3. **Anchored to a section.** Each chunk sits under a heading that names the question it answers. Floating paragraphs without a heading anchor get assigned to the wrong topic on extraction.

## The two anti-patterns

The wall of text — a 600-word paragraph that covers four ideas in unbroken prose — is the more common failure on technical pages. Each idea is buried; none of them is extractable on its own. The fix is mechanical: break on idea transitions, even when the prose would naturally flow.

The fragmented one-liner — a sequence of 15-word paragraphs each making a separate point — is the more common failure on marketing pages. The agent sees a list of disconnected claims without enough context to lift any of them as a standalone quote. The fix is consolidation: group related sentences into 80-150 word arguments.

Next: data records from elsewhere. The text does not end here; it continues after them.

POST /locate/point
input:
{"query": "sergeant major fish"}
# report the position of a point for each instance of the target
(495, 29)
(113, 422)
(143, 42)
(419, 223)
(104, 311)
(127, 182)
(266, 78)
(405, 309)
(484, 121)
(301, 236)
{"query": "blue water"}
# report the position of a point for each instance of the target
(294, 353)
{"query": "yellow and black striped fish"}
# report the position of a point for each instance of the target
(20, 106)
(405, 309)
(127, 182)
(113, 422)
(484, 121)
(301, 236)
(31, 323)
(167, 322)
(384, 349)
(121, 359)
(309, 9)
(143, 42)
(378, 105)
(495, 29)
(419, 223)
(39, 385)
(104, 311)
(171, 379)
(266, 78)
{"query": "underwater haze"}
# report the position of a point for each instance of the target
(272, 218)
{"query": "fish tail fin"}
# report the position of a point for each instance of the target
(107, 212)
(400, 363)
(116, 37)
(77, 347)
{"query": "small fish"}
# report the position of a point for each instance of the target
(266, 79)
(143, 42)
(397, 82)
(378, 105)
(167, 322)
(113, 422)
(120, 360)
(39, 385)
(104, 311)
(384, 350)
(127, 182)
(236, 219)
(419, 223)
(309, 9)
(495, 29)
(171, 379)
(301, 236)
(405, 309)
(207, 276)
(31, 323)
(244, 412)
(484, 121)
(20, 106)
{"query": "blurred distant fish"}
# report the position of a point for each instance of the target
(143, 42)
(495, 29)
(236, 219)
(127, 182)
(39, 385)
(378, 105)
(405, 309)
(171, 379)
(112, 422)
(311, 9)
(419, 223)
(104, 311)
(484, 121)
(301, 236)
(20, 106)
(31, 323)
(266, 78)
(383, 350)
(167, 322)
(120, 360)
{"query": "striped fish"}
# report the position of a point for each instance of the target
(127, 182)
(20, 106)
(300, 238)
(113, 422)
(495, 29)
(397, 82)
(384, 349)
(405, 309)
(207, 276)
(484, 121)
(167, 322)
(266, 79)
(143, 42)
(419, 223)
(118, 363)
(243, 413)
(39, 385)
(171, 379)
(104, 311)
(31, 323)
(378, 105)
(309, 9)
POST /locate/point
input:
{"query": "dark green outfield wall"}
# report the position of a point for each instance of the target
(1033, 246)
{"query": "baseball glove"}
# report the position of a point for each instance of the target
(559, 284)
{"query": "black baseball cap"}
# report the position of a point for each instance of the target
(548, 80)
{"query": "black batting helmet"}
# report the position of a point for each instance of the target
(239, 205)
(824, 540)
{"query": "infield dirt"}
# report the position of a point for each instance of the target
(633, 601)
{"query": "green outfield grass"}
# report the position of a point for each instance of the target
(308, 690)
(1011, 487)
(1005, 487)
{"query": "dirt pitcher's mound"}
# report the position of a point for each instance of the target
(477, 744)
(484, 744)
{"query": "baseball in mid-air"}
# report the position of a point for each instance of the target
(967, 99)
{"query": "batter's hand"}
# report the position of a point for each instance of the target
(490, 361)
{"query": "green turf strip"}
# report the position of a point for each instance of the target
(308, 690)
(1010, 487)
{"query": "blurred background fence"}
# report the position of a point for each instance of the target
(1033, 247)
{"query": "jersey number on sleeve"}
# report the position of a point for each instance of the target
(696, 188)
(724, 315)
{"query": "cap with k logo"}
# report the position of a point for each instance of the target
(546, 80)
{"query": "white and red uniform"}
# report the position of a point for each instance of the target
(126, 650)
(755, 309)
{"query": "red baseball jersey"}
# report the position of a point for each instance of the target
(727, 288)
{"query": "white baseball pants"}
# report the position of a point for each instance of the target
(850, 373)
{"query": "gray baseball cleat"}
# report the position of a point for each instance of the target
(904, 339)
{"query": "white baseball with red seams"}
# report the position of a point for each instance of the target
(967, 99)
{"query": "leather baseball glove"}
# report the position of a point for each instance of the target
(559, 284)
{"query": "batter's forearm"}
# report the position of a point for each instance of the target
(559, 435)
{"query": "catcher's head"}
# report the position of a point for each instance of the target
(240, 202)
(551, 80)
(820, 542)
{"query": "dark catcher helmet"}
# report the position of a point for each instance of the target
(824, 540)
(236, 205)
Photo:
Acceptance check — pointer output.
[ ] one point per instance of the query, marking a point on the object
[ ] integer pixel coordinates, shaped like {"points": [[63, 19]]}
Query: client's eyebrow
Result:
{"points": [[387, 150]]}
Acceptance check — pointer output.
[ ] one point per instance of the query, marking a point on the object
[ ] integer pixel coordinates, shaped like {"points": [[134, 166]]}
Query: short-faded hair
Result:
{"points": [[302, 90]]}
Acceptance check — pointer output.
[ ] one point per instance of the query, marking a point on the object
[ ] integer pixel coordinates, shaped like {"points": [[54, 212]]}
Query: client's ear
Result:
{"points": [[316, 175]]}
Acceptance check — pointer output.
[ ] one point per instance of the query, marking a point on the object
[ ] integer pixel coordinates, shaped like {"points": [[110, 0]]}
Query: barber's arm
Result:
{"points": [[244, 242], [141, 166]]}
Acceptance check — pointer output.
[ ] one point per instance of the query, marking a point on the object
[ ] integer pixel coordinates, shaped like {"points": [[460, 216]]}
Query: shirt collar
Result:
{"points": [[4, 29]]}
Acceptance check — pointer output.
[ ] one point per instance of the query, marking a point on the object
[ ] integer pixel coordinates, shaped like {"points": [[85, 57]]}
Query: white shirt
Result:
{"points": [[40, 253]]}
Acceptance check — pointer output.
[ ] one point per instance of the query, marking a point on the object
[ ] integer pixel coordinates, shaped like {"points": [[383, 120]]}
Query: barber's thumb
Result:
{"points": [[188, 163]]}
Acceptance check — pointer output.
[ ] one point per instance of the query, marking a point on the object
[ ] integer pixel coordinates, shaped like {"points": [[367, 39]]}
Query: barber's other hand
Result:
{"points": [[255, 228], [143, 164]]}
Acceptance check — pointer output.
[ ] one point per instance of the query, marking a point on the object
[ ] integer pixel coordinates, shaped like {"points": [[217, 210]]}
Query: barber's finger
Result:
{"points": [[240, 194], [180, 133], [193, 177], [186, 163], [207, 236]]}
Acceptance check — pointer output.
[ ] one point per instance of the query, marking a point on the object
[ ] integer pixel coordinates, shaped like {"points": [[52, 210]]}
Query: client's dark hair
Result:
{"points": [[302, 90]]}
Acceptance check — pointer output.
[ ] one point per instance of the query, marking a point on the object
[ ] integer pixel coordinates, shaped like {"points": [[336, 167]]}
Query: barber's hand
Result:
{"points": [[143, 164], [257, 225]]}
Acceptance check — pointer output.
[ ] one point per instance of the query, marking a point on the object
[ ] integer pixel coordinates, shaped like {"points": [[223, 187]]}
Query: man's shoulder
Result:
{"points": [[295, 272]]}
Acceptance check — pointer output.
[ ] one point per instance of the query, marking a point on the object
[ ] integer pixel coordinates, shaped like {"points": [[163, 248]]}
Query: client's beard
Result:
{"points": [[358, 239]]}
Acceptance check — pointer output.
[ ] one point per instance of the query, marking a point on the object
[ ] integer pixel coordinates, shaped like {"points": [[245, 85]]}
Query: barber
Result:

The same content with the same words can fail both ways depending on paragraph breaks. The break is the variable.

## Connection to layer 2

The [llms.txt](/llms-txt) convention is the chunk-sized index at the site level — every entry is a one-line description fitting the same "self-contained unit" logic, scaled up to whole pages ([llmstxt.org](https://llmstxt.org/)). Each page is a chunk in the site index; each paragraph is a chunk in the page.

## Where this fits

Chunk size is a Layer 4 dimension — content quality on the individual page. It pairs with the [direct answer](/direct-answer) (the lede chunk that's the page-level extraction unit) and [definition density](/definition-density) (the per-paragraph definitional pattern). The longer thesis is in [agent readability](/agent-readability).